Thirdly, due to the increasing use of algorithms, firms/enterprises have developed a sense of collectivism (intentionally or unintentionally), attributing to AI’s role in matching/fixing prices across firms/enterprises. Individual firms in the relevant market, due to collusion, have become analogous to each other, yielding collective influence over the market. Under Section 4 of the Act, the CCI recognizes only unilateral dominance enjoyed by a firm or a group. The author believes that the CCI should equate such conduct as collective dominance. Although the CCI has expressed its inability to recognize such dominance as ‘collective,’ as the same cannot be penalized unless there is some legislative amendment to that effect.
Lastly, the CCI should adopt an approach identical to the approach used in Section 5 of the FTC Act in the USA. As discussed above, Section 5 of the FTC Act requires FTC to prove the apprehension of algorithmic collusion arising out of an arrangement. If used in India, it will allow the CCI to detect algorithmic collusion or ‘tacit price collusion’ between firms/enterprises at a nascent stage and prevent the firms from taking undue advantage emanating from such coordinated conduct.

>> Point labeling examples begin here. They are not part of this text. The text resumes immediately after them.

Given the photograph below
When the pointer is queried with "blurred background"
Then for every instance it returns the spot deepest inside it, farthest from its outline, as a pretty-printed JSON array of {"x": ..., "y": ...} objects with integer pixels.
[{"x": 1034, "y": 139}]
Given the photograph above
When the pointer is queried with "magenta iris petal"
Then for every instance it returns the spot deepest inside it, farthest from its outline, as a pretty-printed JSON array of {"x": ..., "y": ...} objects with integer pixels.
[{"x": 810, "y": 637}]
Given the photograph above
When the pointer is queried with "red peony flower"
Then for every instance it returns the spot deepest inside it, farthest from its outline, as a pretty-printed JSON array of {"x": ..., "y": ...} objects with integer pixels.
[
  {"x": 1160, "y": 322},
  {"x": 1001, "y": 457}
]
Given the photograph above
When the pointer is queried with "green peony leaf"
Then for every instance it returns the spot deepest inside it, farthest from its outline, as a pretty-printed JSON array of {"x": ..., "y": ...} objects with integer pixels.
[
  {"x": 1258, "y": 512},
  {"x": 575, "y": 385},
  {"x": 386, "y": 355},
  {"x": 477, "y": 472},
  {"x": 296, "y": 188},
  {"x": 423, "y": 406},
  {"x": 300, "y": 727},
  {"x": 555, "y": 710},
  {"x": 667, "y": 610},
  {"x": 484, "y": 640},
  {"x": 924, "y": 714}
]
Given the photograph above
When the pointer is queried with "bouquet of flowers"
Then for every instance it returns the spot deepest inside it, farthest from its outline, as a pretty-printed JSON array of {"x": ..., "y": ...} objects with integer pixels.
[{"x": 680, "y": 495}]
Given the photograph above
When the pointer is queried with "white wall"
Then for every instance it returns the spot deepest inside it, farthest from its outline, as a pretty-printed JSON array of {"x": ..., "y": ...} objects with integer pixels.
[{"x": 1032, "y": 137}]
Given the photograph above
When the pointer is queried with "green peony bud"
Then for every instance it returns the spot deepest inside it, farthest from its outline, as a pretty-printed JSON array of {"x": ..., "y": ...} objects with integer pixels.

The preceding paragraphs deal with the regulatory challenges posed by the use of algorithms. Unfortunately, the CCI missed the trick and failed to comprehend the nuances of tacit collusion in the Samir Agrawal case. The existence of ‘tacit collusion’ can be indeed expected to upscale the non-identification of cartels in the digital sphere. Further, the Draft Competition (Amendment) Bill 2020 suggests some changes that can be a step in the right direction, one of them being the inclusion of ‘hub and spoke cartels’ within the ambit of ‘cartels.’ Such inclusion will penalize hub and spoke cartels and shall expectantly help address tacit price collusion.